Sopravvivenza e autodifesa: l’evoluzione interiore di Marika
Anche se Krištúfek aveva originariamente previsto una storia di sopravvivenza, Grófová dimostra una chiara consapevolezza che seguire strettamente il materiale originale avrebbe potuto portare a un film più convenzionale. La protagonista, Marika (interpretata da Alexandra Borbély), è incaricata di nascondere un giovane ragazzo ebreo di nome Šimon (Nico Klimek) per risparmiarlo da un destino tragico. Tuttavia, la regista preferisce concentrarsi sulla preservazione psicologica di Marika, quando non può più essere la persona che era una volta, né mantenere gli stessi valori di un tempo.
Un nuovo inizio in un vecchio villaggio
Costretta a lasciare la città per paura di una maggiore presenza nazista, Marika si trasferisce in un villaggio vicino al confine slovacco-ungherese. Qui, si sistema in una casa fatiscente appartenuta al suo defunto marito e si prende cura di Šimon. La pazienza con il ragazzo è limitata, e benché Marika finga di essere sua madre per garantirgli sicurezza, adotta un tono acuto con lui in privato. All’arrivo nel villaggio di Biskupice, Šimon è subito costretto a nascondersi quando la Guardia Hlinka viene a confiscare i beni di valore.

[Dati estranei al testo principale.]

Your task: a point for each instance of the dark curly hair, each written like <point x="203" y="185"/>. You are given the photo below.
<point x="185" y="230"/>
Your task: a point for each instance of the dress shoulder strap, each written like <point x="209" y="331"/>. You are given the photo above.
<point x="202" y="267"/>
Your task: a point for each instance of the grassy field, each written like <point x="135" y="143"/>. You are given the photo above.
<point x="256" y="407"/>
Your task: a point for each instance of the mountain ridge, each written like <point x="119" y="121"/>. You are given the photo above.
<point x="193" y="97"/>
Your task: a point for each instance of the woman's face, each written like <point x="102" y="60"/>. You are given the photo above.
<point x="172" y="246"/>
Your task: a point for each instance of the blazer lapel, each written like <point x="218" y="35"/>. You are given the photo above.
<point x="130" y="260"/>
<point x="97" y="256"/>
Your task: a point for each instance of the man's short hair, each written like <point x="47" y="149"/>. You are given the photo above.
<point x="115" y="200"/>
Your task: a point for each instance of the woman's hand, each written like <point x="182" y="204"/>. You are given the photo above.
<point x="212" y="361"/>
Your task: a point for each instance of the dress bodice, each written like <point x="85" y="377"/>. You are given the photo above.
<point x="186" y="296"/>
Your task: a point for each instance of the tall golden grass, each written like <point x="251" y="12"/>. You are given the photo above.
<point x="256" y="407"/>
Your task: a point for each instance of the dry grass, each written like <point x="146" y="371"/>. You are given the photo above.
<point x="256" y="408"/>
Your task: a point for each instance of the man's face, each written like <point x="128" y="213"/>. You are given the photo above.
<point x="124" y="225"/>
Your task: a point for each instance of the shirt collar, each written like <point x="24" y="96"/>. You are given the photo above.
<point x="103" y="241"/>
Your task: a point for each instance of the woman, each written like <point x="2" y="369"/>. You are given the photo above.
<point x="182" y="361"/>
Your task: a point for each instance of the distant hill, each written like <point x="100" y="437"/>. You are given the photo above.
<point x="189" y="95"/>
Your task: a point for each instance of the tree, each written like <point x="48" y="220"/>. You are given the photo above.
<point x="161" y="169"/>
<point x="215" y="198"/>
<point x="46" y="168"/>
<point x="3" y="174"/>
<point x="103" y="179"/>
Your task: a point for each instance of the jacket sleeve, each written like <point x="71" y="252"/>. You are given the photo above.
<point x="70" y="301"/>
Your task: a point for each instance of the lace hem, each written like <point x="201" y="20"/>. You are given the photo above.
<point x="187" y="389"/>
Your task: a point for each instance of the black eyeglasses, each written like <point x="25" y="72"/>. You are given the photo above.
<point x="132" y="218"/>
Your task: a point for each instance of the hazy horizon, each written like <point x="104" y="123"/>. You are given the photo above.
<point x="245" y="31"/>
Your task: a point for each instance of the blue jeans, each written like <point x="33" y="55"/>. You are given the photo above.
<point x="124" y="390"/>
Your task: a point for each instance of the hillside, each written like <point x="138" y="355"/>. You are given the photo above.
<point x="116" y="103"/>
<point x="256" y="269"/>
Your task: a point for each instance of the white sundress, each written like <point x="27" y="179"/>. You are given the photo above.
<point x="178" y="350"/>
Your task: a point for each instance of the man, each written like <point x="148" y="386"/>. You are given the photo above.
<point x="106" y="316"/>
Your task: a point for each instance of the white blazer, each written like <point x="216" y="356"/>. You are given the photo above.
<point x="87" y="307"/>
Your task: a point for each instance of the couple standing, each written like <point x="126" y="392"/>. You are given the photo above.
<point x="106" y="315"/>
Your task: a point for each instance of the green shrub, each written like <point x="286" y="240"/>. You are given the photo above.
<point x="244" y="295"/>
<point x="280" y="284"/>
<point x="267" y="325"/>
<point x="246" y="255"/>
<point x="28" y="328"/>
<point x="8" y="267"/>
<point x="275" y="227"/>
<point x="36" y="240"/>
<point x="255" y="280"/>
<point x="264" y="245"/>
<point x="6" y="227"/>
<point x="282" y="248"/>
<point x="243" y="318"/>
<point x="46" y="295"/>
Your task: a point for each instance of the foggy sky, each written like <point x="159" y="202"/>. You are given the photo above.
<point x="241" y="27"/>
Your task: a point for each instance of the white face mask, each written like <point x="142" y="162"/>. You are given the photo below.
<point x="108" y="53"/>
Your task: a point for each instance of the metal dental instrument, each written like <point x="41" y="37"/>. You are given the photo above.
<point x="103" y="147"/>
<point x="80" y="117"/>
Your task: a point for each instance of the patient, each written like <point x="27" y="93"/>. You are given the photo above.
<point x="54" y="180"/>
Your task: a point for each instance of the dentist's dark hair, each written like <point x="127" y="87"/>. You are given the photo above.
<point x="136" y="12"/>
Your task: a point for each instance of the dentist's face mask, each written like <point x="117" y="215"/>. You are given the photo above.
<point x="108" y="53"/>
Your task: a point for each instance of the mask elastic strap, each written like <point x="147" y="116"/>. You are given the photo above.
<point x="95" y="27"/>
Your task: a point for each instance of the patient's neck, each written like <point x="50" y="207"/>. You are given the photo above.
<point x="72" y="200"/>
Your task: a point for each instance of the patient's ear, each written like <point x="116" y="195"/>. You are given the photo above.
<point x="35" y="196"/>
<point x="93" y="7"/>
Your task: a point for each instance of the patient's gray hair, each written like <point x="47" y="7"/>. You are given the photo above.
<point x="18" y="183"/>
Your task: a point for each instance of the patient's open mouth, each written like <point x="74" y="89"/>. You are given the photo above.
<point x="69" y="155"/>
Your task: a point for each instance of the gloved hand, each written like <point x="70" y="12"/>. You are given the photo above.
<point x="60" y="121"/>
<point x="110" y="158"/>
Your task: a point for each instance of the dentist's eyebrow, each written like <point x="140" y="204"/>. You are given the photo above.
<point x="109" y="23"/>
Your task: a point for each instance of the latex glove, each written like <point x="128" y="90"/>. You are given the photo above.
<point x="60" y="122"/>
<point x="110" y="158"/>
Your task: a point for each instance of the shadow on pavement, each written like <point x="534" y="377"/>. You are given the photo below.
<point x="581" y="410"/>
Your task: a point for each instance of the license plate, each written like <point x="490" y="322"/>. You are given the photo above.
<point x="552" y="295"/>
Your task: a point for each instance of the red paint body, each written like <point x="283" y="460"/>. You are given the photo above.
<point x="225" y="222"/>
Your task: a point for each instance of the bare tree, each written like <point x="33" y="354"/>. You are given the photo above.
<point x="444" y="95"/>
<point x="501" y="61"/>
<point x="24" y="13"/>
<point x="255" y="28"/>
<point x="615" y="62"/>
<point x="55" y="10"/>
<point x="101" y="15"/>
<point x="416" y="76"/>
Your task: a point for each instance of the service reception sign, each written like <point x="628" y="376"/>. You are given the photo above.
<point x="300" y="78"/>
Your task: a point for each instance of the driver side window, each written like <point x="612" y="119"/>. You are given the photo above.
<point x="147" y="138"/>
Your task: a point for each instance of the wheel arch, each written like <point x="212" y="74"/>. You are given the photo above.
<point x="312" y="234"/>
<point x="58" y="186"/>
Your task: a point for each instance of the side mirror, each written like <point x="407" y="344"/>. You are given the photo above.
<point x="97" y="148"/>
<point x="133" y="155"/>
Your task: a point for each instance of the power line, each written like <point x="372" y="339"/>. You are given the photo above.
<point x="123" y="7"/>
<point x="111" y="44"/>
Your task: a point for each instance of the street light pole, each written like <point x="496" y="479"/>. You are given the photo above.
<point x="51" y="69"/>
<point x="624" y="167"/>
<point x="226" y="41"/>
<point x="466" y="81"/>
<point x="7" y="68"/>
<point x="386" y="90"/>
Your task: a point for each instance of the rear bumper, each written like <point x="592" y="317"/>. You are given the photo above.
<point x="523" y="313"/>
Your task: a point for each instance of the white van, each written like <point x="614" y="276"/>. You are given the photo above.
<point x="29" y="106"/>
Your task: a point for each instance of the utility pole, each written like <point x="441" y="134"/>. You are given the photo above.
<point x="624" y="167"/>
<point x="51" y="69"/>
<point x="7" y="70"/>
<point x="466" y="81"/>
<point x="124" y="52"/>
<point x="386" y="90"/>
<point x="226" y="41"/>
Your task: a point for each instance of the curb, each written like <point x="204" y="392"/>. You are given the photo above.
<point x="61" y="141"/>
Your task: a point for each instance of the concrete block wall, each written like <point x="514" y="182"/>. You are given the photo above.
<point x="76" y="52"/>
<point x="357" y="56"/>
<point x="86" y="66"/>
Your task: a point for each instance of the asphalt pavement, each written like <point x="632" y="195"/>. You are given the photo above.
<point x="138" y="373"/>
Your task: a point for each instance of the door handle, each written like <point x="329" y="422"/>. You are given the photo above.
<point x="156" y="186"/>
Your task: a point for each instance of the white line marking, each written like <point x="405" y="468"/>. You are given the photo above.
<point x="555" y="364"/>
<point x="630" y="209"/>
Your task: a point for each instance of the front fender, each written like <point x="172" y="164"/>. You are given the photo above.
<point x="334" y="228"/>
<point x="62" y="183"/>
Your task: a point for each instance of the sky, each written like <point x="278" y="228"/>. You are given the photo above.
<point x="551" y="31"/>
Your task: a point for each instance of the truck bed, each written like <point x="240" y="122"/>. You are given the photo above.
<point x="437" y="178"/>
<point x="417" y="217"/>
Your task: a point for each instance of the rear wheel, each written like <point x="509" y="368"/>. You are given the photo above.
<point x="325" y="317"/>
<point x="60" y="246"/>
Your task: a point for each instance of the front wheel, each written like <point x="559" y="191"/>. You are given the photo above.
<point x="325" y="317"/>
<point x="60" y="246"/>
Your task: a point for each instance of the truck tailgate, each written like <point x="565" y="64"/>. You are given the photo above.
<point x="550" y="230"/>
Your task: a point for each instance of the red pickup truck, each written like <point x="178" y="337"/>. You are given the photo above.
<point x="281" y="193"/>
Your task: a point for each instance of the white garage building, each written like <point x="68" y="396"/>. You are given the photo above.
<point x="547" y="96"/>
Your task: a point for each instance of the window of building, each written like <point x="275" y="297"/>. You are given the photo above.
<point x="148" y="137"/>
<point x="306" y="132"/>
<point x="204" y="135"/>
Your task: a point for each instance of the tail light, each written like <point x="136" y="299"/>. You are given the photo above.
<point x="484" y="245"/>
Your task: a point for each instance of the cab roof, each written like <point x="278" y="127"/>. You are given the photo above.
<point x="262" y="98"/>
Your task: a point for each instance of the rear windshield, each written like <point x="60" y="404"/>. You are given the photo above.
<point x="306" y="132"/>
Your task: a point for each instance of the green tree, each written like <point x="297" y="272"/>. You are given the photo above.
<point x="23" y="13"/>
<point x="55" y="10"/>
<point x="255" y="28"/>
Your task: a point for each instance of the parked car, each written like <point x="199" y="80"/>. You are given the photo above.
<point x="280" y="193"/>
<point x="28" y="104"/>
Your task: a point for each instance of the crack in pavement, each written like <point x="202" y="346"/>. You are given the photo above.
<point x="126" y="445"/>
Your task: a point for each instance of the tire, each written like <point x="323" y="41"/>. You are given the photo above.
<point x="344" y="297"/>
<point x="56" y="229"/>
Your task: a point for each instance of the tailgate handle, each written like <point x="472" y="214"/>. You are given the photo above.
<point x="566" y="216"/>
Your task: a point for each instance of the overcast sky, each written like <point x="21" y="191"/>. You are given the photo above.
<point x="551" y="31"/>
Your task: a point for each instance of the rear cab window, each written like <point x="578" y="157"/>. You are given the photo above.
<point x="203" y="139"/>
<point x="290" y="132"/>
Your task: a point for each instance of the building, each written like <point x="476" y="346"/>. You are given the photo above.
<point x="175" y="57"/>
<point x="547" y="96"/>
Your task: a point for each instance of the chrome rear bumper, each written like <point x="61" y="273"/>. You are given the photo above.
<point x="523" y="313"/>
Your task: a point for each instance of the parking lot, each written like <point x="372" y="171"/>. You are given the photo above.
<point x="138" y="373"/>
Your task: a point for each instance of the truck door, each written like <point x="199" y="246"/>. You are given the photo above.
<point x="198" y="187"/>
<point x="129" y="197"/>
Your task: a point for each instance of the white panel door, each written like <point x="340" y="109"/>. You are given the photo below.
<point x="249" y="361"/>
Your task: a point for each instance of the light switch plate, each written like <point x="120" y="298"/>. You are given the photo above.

La pericolosità dell’immaginazione e del compromesso morale
Grófová fa affidamento non tanto sui pericoli evidenti, ma su quanto possa essere pericolosa l’immaginazione. Marika prende misure sconfortanti per proteggersi, come costringere Šimon a dormire con i maiali per mantenere la propria sanità mentale. La protagonista cede anche alle avance di Dusan (Milan Ondrík), un membro della Guardia Hlinka che frequenta la sua casa, più per il bisogno di compagnia fisica che per la protezione che l’uomo può offrirle. Altri avrebbero potuto esprimere questi dilemmi morali con notti insonni, ma Grófová li fa pesare sul volto di Borbély, che interpreta Marika con una stoica determinazione.
Dilemmi morali e responsabilità collettiva
Mentre il film si concentra su ciò che orbita intorno a Marika, questi stessi dilemmi si propagano nella comunità di cui fa parte. La Guardia Slovacca agisce con impunità, ma la loro autorità appare meno potente quando viene messa in discussione, lasciando i residenti a fare i conti solo con la propria coscienza.
Grófová sfrutta l’ambientazione storica della breve vita della Prima Repubblica Slovacca, resa indipendente grazie al suo supporto a favore della Germania nazista, per esporre le lacune tanto delle guardie quanto delle persone che dovevano sorvegliare. Sebbene implacabile nella sua visione di Marika e dei dilemmi a cui è confrontata, il film non risparmia gli spettatori. Le difficili decisioni che lei è costretta a prendere non sembrano distanti né storicamente né emotivamente.
Uno sguardo ai dettagli tecnici: compentenze e tecniche
La competenza tecnica si riflette nelle scelte di cinematografia di Martin Štrba, che spesso adotta angolazioni e movimenti di macchina che intensificano la claustrofobia del contesto. La scelta di non enfatizzare eccessivamente i pericoli visibili, ma piuttosto quelli interni, dimostra una padronanza del mezzo cinematografico e una comprensione profonda dei meccanismi della psicologia umana. L’interpretazione di Alexandra Borbély, con il suo volto che riflette una gamma complessa di emozioni senza sovraccarico verbale, mette in luce una sottigliezza e una profondità raramente viste nei film di guerra convenzionali.
In definitiva, The Hungarian Dressmaker non è solo un viaggio nel tempo, ma una narrazione che ci sfida a riflettere sulle nostre stesse scelte etiche e morali, rendendoci consapevoli di quanto la storia possa essere un riflesso del nostro presente.